Problem
I get an error when running predict
in the tidymodels framework.
The error appears to be related to selecting variables in the recipe (see code below).
What I've tried
There are some related SO posts, such as this one, this one, or this one, but they seem to deal with different issues (such as manipulating the outcome in the recipe).
However, I would like to understand why my code throws the error in the first place.
Code that throws error
library(tidyverse)
library(tidymodels)
data("mtcars")
d_train <- mtcars %>% slice(1:20)
d_test <- mtcars %>% slice(21:nrow(mtcars))
preds_chosen <- c("hp", "disp", "am")
rec1 <-
recipe( ~ ., data = d_train) %>%
step_select(all_of(preds_chosen), mpg) %>%
update_role(all_of(preds_chosen), new_role = "predictor") %>%
update_role(mpg, new_role = "outcome")
model_lm <- linear_reg()
wf1 <-
workflow() %>%
add_model(model_lm) %>%
add_recipe(rec1)
lm_fit1 <-
wf1 %>%
fit(d_train)
preds <-
lm_fit1 %>%
predict(d_test)
#> Error in `dplyr::select()`:
#> ! Can't subset columns that don't exist.
#> ✖ Column `mpg` doesn't exist.
Possible solution
If I change the recipe in the following ways, the whole code runs without an error:
rec2 <- recipe(mpg ~ hp disp am, data = d_train)
rec3 <-
recipe(mpg ~ ., data = d_train) %>%
update_role(all_predictors(), new_role = "id") %>%
update_role(all_of(preds_chosen), new_role = "predictor") %>%
update_role(mpg, new_role = "outcome")
SessionInfo
sessionInfo()
#> R version 4.1.3 (2022-03-10)
#> Platform: x86_64-apple-darwin17.0 (64-bit)

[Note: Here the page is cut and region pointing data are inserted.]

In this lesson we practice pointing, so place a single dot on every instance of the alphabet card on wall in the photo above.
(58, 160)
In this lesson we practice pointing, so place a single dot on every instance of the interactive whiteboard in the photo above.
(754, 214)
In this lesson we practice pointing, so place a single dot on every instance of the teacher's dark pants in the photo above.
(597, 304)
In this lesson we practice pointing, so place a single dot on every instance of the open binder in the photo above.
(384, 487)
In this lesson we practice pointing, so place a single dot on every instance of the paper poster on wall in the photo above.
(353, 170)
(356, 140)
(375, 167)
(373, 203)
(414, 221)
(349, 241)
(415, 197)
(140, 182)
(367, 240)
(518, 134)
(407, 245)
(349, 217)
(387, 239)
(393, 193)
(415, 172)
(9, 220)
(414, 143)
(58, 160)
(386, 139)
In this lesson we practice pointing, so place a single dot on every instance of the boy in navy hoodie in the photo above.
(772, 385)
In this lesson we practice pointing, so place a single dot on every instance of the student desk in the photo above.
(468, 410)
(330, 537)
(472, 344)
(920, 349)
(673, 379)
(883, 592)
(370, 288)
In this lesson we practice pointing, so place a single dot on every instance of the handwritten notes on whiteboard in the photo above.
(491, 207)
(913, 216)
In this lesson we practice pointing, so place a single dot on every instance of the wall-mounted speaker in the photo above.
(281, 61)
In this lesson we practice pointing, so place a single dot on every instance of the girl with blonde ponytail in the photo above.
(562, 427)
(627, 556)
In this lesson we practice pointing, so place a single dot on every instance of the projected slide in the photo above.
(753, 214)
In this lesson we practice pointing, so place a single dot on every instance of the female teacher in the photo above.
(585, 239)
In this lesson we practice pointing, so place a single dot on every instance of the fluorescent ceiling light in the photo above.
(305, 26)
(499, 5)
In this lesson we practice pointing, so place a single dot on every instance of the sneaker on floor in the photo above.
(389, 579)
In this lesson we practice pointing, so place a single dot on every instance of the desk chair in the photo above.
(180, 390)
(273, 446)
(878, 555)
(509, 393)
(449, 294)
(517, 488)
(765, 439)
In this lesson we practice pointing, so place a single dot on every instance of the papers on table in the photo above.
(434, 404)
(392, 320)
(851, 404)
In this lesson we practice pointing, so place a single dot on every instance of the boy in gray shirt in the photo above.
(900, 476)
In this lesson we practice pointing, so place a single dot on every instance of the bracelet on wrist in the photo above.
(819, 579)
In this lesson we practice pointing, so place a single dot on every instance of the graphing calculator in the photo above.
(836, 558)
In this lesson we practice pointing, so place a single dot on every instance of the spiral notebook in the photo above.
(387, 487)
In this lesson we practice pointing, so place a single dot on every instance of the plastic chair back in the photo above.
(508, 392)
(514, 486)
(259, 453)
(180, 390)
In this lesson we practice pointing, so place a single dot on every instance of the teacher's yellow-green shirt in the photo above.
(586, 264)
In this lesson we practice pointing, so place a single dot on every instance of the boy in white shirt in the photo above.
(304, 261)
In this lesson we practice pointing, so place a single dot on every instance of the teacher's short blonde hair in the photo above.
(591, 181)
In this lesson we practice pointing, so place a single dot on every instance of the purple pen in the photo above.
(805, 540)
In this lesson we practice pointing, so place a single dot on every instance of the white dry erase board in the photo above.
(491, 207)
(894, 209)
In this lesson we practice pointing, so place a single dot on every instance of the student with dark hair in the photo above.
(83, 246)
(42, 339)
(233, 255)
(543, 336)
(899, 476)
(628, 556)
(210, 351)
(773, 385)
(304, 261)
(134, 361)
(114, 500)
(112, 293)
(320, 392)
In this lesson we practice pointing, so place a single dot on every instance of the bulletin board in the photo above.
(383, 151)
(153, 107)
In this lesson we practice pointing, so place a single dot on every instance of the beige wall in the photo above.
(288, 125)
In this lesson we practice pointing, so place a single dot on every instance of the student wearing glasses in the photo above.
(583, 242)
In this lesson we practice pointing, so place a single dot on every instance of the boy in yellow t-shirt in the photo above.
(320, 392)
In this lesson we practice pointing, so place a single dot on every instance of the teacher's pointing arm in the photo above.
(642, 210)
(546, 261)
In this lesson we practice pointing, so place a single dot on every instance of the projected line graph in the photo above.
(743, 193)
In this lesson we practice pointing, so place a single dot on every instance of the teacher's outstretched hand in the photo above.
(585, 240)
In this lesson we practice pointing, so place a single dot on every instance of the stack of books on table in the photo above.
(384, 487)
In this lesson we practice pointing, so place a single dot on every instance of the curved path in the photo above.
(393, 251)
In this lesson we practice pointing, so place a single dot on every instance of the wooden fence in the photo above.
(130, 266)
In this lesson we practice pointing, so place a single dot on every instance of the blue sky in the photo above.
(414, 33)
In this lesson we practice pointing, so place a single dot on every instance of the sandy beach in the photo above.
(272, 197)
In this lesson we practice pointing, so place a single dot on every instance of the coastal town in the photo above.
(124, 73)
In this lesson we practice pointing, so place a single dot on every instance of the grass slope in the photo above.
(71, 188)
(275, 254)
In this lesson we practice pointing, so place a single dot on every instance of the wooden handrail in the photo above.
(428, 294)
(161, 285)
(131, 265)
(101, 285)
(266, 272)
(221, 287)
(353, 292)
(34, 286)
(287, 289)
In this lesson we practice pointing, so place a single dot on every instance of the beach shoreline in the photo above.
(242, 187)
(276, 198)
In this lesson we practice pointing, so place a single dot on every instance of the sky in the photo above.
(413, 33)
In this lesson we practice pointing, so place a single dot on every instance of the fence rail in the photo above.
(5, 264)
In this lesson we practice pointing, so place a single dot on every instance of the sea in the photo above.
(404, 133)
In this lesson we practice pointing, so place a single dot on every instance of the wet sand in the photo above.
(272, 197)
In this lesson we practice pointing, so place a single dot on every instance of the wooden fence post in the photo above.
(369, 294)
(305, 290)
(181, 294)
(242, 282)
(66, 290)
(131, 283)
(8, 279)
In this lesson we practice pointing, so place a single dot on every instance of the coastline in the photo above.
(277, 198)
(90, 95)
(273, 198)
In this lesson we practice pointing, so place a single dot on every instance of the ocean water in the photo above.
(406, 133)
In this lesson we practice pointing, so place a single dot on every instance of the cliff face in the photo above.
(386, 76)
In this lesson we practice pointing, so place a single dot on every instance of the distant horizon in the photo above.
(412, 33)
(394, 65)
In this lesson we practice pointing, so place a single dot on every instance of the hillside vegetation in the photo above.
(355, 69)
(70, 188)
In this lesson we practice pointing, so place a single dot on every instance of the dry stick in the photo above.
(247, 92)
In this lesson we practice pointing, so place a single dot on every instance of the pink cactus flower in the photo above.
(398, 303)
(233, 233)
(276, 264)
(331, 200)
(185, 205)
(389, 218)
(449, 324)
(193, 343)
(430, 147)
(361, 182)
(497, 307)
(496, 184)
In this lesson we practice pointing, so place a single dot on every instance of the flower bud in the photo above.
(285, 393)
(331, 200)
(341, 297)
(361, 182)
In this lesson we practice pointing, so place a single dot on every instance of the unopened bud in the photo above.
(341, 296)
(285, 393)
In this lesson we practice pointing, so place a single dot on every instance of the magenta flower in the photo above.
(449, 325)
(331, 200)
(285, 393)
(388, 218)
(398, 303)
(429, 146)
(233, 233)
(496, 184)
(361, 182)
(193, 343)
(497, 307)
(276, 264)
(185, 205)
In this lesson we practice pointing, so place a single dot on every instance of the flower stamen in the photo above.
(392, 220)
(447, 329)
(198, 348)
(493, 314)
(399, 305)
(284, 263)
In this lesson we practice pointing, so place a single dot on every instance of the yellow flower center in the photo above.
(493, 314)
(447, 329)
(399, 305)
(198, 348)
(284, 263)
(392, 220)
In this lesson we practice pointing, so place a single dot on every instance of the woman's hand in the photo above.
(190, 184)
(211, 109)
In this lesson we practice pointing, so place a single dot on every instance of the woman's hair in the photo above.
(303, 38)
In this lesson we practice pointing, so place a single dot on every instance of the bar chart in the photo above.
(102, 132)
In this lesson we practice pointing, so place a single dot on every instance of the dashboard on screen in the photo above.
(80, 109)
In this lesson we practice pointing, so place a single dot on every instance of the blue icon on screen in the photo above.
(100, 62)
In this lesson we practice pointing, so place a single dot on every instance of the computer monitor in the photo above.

#> Running under: macOS Big Sur/Monterey 10.16
#>
#> Matrix products: default
#> BLAS: /Library/Frameworks/R.framework/Versions/4.1/Resources/lib/libRblas.0.dylib
#> LAPACK: /Library/Frameworks/R.framework/Versions/4.1/Resources/lib/libRlapack.dylib
#>
#> locale:
#> [1] en_US.UTF-8/en_US.UTF-8/en_US.UTF-8/C/en_US.UTF-8/en_US.UTF-8
#>
#> attached base packages:
#> [1] stats graphics grDevices utils datasets methods base
#>
#> loaded via a namespace (and not attached):
#> [1] rstudioapi_0.13 knitr_1.39 magrittr_2.0.3 rlang_1.0.2
#> [5] fastmap_1.1.0 fansi_1.0.3 stringr_1.4.0 styler_1.5.1
#> [9] highr_0.9 tools_4.1.3 xfun_0.30 utf8_1.2.2
#> [13] cli_3.3.0 withr_2.5.0 htmltools_0.5.2 ellipsis_0.3.2
#> [17] yaml_2.3.5 digest_0.6.29 tibble_3.1.7 lifecycle_1.0.1
#> [21] crayon_1.5.1 purrr_0.3.4 vctrs_0.4.1 fs_1.5.2
#> [25] glue_1.6.2 evaluate_0.15 rmarkdown_2.14 reprex_2.0.1
#> [29] stringi_1.7.6 compiler_4.1.3 pillar_1.7.0 backports_1.4.1
#> [33] pkgconfig_2.0.3
Created on 2022-05-21 by the reprex package (v2.0.1)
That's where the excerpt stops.